The Economic Community of West African States (ECOWAS) will continue to follow the path of diplomacy and dialogue in the resolution of the insurgency in Mali, President Goodluck Jonathan has affirmed.
President Jonathan who also said military option, as approved by the sub regional body, would be the last resort, explained that ECOWAS did not intend to force troops into the troubled country at the expense of dialogue.
He made the explanation in Dakar during a visit to the Senegalese President, Macky Sall, disclosing that the way forward on the crisis in Mali and Gambia was stemming the tide of the conflicts through constructive engagements.
His words: "the world unfortunately is passing through a period that people are becoming aggressive. These are some of the challenges that African leaders are going through. The situation in Mali is a complex one. We are working to stabilize the government in Mali. We are reaching out to them to first stabilize the government of Mali.
"Diplomacy and negotiation is the first step. It is only when that fails that ECOWAS will move troops there. But we cannot do that alone; it has to be done with the collaboration and mandate of the United Nations. But first and foremost, we are negotiating. We are trying to stabilize the government. Through negotiation, I'm sure, we will resolve the issue."
Advising African leaders to be out-spoken on conflicts afflicting their neighbours, President Jonathan observed that refraining from such will only exacerbate crisis and escalate the loss of lives and property.
"African leaders will no longer keep quiet. That was how the genocide in Rwanda escalated. We believe that we all have a stake in what is happening anywhere in the continent. That is how we were able to salvage Niger; that is how we were able to save Liberia and Cote d'Ivoire. We will continue to do our best," he said.
Following the ouster of the legitimate government in Mali by the military junta, rebels took over the northern part of the country and have refused to relinquish their hold on the region months after the democratically elected government was restored as demanded by ECOWAS and the UN. President Jonathan and his Burkina Faso counterpart are core negotiators in the crisis.

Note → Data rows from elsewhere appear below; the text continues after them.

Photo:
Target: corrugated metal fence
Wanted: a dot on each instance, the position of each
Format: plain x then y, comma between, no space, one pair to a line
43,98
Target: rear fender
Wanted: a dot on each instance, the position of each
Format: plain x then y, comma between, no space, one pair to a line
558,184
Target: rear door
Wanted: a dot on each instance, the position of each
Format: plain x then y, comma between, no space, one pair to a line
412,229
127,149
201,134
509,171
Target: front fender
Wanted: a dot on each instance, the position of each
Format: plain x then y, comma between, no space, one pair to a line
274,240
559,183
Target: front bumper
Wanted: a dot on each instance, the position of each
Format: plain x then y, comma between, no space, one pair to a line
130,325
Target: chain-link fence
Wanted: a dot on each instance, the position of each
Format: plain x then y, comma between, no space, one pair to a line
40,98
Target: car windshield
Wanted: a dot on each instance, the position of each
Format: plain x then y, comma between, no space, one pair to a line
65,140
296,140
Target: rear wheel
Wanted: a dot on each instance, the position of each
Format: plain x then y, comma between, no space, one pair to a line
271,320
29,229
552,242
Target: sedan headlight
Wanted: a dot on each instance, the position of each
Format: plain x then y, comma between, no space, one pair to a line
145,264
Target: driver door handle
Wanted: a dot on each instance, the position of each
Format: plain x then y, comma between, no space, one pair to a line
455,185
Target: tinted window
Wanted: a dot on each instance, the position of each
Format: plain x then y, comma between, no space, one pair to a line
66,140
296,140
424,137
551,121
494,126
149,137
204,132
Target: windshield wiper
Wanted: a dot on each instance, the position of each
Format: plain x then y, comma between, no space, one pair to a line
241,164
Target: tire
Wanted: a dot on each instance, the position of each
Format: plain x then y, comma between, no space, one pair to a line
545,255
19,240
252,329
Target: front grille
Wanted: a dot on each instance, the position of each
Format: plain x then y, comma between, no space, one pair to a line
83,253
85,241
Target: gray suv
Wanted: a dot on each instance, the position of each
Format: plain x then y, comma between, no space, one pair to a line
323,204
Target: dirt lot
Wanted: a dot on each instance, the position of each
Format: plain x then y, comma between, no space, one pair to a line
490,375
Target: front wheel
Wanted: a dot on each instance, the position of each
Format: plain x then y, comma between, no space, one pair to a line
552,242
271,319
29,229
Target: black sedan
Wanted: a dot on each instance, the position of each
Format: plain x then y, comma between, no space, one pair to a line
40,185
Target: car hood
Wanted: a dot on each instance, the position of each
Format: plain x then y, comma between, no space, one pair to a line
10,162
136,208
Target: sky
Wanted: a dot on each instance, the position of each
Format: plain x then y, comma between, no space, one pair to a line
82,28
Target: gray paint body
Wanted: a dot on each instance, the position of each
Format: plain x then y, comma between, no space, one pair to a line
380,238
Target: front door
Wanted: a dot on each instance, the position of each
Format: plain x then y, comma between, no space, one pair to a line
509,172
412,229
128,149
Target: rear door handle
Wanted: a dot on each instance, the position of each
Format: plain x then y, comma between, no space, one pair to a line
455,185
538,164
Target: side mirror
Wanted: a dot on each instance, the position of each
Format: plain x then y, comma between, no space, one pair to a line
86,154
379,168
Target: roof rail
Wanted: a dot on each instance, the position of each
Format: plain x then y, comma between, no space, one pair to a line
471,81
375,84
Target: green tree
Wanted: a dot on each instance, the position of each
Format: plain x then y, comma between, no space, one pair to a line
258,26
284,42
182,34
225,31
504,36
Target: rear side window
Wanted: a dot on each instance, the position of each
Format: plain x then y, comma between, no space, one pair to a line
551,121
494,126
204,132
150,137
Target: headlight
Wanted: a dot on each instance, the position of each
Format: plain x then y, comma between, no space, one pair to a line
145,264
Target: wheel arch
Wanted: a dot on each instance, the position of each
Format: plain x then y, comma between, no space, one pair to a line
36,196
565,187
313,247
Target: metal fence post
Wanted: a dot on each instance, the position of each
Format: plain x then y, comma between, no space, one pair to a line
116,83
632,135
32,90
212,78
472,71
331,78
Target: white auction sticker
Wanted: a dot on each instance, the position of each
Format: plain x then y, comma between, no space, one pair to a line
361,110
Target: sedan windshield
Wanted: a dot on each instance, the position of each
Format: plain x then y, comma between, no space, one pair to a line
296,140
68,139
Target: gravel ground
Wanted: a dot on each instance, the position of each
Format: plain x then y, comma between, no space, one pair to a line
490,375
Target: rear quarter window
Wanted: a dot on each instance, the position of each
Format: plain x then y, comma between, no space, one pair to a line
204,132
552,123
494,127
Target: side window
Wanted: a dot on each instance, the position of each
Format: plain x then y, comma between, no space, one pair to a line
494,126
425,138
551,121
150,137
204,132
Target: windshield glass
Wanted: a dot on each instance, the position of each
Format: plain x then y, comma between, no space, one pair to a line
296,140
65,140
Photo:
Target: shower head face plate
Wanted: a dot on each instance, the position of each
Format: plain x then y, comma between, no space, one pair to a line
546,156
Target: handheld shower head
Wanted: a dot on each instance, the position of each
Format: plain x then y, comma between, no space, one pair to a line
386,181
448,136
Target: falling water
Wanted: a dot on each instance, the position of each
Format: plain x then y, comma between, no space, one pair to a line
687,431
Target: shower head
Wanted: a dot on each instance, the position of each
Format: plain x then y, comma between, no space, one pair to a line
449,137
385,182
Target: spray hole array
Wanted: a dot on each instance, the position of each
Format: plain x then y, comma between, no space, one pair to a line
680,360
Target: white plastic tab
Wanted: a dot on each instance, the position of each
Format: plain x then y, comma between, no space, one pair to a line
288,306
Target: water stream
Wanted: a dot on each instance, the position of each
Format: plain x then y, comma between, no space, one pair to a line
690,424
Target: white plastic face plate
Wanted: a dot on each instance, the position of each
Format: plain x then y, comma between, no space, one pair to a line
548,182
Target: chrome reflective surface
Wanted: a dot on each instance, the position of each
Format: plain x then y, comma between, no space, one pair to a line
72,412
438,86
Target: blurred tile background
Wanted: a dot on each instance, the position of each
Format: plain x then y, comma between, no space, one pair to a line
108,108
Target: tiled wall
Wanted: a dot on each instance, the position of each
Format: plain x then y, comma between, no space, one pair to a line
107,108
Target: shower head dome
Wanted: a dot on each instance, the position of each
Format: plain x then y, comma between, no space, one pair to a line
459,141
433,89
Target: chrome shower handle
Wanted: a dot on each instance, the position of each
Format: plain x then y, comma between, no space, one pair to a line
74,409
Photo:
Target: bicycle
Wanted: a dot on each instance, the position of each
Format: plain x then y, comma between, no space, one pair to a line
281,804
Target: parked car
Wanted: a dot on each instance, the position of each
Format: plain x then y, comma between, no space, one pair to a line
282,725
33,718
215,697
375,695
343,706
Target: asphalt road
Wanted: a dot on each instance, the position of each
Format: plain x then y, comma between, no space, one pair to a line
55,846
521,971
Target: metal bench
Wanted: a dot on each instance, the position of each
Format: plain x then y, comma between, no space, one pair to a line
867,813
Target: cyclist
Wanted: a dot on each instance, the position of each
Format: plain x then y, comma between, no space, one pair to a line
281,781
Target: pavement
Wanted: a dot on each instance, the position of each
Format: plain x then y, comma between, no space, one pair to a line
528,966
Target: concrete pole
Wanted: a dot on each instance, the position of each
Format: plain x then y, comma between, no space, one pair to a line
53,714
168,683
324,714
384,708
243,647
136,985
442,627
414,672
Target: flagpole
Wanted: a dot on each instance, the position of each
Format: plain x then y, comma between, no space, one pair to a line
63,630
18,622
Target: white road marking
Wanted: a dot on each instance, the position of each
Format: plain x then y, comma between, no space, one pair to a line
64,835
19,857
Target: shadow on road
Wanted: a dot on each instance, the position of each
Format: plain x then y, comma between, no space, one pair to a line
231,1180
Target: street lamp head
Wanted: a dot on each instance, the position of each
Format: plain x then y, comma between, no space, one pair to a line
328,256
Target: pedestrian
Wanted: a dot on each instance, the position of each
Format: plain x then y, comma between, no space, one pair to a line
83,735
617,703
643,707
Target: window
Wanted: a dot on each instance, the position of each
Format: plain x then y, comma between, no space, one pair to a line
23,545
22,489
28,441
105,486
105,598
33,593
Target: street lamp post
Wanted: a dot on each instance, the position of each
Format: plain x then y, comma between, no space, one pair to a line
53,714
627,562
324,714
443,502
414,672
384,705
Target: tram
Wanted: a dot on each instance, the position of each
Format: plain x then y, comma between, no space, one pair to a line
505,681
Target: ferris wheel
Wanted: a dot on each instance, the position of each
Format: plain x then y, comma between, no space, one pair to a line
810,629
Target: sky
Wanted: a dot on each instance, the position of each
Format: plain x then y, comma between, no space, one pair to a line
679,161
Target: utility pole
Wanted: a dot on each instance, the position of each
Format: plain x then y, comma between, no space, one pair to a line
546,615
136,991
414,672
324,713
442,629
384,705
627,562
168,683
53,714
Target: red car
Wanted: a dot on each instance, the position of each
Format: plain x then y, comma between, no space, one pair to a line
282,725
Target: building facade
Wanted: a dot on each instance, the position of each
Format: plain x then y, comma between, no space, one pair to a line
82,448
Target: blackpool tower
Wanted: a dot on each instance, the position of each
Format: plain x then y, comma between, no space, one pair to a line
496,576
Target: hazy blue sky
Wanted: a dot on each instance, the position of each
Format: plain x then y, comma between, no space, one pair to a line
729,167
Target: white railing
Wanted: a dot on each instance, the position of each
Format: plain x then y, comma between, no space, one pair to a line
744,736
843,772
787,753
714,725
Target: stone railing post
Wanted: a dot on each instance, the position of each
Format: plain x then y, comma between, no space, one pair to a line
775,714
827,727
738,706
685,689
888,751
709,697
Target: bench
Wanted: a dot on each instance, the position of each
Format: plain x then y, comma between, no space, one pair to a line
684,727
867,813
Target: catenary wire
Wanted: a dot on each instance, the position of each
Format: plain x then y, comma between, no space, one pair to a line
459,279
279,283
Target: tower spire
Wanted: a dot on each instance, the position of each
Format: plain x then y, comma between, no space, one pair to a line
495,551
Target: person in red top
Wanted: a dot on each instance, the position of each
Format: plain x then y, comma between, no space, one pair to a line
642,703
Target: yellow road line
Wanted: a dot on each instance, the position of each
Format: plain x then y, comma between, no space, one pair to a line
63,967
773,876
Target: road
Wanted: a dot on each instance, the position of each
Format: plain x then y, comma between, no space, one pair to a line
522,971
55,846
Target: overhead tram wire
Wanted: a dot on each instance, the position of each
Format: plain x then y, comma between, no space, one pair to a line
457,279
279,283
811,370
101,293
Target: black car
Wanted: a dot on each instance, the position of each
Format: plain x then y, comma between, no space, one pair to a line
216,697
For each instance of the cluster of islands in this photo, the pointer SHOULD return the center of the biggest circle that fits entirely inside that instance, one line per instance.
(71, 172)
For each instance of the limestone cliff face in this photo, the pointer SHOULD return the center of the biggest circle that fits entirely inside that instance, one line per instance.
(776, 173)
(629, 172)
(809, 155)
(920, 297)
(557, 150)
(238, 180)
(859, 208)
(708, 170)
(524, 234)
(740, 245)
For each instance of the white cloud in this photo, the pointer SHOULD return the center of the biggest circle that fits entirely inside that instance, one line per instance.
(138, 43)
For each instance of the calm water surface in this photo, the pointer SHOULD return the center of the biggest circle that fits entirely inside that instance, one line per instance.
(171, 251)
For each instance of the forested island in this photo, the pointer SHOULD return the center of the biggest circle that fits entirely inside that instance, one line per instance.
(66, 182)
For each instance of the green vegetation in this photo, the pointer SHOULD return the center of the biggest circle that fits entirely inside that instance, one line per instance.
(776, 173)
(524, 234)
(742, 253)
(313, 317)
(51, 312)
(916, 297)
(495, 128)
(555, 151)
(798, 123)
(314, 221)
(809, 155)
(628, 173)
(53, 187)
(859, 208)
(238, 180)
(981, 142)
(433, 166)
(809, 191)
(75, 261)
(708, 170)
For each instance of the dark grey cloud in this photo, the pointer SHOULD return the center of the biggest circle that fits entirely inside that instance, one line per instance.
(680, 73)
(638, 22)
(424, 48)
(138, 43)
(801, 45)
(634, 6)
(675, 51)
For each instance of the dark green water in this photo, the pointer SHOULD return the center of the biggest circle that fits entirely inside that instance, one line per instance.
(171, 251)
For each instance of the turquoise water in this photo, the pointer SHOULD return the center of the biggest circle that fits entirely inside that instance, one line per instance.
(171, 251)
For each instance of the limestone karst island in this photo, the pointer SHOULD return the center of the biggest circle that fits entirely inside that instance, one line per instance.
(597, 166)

On the criticisms that his administration had not done enough to stop attacks by the Islamist sect, Boko Haram, the president pointed out that government was working hard to end the attacks. He said, however, that he should not be expected to order troops to obliterate any part of the country.
"If you use superior fire power, you will wipe out people. You would have noticed that the issues are coming down gradually it is not something you can wipe out with a wave of the hand. Those saying that we are not doing something about Boko Haram are not being realistic," he affirmed.
Jonathan who described his visit as brief and fulfilling said aside from sub regional issues, his discussion with Sall also included some economic issues that the two countries needed to work together to help their citizens such as in the area of energy and commerce.